Description of YPED Parameters
- The top box contains information on the sample: the search engine, version of the search engine, search title, database searched and MS file name.
- The protein threshold score: Protein scores are derived from ions scores as a non-probabilistic basis for ranking protein hits. (see http://www.matrixscience.com/help/scoring_help.html for details on the scoring)
- Score: The protein score in a Peptide Summary is derived from the ions scores. For a search that contains a small number of queries, the protein score is the sum of the unique ions scores. That is, excluding the scores for duplicate matches. A small correction is applied to reduce the contribution of low-scoring random matches. This correction is a function of the total number of molecular mass matches for each query and the width of the peptide tolerance window. This correction is usually very small, except in no enzyme searches
- Decoy database search: During the normal search, every time a protein sequence from the target database is tested, a random sequence of the same length is automatically generated and tested. The average amino acid composition of the random sequences is the same as the average composition of the target database. The matches and scores for the random sequences are recorded separately in the result file. When the search is complete, the statistics for matches to the random sequences, which are effectively sequences from a decoy database, are reported in the result header.
- Expectation: Expectation value for the peptide match. (The number of times we would expect to obtain an equal or higher score, purely by chance. The lower this value, the more significant the result).
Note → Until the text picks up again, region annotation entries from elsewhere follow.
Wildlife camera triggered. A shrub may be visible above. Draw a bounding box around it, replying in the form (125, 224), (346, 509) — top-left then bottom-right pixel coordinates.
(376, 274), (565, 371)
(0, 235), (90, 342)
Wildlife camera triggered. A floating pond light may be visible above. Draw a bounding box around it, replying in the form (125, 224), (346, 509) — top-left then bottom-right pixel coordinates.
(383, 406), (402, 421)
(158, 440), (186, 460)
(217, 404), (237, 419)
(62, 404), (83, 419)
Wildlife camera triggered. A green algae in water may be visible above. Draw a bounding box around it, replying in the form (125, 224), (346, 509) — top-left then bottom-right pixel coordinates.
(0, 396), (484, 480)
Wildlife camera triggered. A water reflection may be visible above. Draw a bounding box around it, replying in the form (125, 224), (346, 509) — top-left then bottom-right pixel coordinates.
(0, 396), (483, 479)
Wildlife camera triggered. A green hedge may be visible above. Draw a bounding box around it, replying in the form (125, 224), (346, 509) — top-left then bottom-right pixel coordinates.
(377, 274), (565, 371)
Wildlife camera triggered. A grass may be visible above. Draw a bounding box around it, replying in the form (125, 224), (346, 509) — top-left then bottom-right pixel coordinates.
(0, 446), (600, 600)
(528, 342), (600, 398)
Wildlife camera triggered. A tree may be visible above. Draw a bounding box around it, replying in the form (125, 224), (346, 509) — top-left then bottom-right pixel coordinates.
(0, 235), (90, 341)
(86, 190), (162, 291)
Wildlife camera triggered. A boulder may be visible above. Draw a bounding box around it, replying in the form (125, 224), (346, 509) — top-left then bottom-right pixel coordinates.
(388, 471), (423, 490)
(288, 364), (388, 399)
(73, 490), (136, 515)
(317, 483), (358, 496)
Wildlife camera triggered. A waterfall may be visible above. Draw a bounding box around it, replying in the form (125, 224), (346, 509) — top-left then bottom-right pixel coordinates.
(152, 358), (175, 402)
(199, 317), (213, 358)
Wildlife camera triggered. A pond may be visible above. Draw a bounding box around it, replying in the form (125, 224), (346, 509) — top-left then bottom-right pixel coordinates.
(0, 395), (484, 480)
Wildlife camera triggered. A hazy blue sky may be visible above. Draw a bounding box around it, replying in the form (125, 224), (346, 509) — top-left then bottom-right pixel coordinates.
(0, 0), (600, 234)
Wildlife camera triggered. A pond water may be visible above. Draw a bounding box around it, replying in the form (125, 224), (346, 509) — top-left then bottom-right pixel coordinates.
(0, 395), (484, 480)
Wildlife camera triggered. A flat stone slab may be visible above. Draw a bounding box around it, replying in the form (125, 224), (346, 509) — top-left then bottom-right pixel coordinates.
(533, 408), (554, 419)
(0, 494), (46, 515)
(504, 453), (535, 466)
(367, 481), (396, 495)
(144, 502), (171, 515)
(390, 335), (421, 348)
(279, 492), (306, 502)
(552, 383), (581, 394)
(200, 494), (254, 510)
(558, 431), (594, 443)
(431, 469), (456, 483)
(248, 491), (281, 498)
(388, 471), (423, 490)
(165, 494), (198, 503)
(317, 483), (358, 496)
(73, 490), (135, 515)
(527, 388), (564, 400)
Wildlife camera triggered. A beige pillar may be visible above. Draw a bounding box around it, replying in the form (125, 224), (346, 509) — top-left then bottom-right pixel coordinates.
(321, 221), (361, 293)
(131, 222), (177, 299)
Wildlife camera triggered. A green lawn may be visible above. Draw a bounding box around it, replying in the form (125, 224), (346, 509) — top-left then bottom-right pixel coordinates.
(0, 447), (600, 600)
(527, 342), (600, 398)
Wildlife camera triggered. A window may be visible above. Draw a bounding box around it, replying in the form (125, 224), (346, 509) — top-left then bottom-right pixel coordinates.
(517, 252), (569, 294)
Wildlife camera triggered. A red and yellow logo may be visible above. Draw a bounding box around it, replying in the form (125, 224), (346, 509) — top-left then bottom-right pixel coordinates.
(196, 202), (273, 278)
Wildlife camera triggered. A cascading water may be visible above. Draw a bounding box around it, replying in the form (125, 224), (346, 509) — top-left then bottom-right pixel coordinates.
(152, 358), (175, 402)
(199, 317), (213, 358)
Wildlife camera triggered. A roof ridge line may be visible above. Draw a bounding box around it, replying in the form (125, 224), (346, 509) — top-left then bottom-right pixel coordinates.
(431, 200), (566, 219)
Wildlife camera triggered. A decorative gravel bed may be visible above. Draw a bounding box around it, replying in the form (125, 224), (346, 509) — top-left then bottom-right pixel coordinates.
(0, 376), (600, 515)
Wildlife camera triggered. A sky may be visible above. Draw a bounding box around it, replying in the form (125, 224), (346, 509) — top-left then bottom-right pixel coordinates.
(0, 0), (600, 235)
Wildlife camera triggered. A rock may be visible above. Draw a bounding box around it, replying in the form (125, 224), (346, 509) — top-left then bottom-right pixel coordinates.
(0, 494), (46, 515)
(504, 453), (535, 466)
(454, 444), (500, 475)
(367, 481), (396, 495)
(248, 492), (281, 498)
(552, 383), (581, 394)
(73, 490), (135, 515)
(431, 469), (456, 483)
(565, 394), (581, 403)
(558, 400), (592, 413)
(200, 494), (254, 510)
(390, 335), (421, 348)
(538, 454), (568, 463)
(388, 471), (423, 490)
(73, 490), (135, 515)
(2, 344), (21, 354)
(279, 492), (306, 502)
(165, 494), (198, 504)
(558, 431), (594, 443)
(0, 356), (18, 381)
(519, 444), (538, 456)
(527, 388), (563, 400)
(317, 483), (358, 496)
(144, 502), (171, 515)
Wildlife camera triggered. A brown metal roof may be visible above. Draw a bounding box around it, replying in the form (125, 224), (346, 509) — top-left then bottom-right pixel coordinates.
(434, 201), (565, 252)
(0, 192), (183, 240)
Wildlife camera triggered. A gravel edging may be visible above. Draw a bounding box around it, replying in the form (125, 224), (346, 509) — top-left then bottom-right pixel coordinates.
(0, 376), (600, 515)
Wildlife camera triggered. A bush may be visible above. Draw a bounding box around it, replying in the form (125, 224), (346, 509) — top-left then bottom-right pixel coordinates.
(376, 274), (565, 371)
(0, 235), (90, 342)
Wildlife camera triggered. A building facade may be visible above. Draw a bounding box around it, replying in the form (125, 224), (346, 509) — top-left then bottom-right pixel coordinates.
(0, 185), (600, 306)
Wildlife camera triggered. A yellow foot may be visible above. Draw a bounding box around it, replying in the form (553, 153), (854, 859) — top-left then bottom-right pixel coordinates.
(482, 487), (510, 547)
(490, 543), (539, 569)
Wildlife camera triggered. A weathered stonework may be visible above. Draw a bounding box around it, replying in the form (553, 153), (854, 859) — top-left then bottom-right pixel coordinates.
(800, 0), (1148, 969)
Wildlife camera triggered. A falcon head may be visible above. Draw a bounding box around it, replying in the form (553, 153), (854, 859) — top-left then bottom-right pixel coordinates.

- % coverage: is the coverage of the known protein that was identified by peptide matches
PEPTIDES
- m/z: is the observed mass in the mass spectra. This might be singly, doubly, triply etc. charged. The charge is listed in the last column
- Score: is the peptide score
- Ion mass: is the mass determined from the m/z and the charge state
- Ion mass calculated is the mass of the peptide form the theoretical sequence
- Delta is the mass difference between the Ion mass in the spectra and the calculated ion mass
- Ppm: is the parts per million determined for the peptide match (base don’t he Delta value). In the LTQ Orbitrap, this should be better than ~ 5 ppm
- Peptides > or less than the identity threshold:
- The identity threshold is calculated from the number of trials If there are 5000 precursor matches, a 1 in a 20 chance of getting a false positive match is a probability of P = 1 / (20 x 5000) which is a score of S = -10LogP = 50
In Mascot, the score for an MS/MS match is based on the absolute probability (P) that the observed match between the experimental data and the database sequence is a random event. The reported score is -10Log(P). So, during a search, if 1.5 x 10^5 peptides fell within the mass tolerance window about the precursor mass, and the significance threshold was chosen to be 0.05, (a 1 in 20 chance of a false positive), this would translate into a score threshold of 65.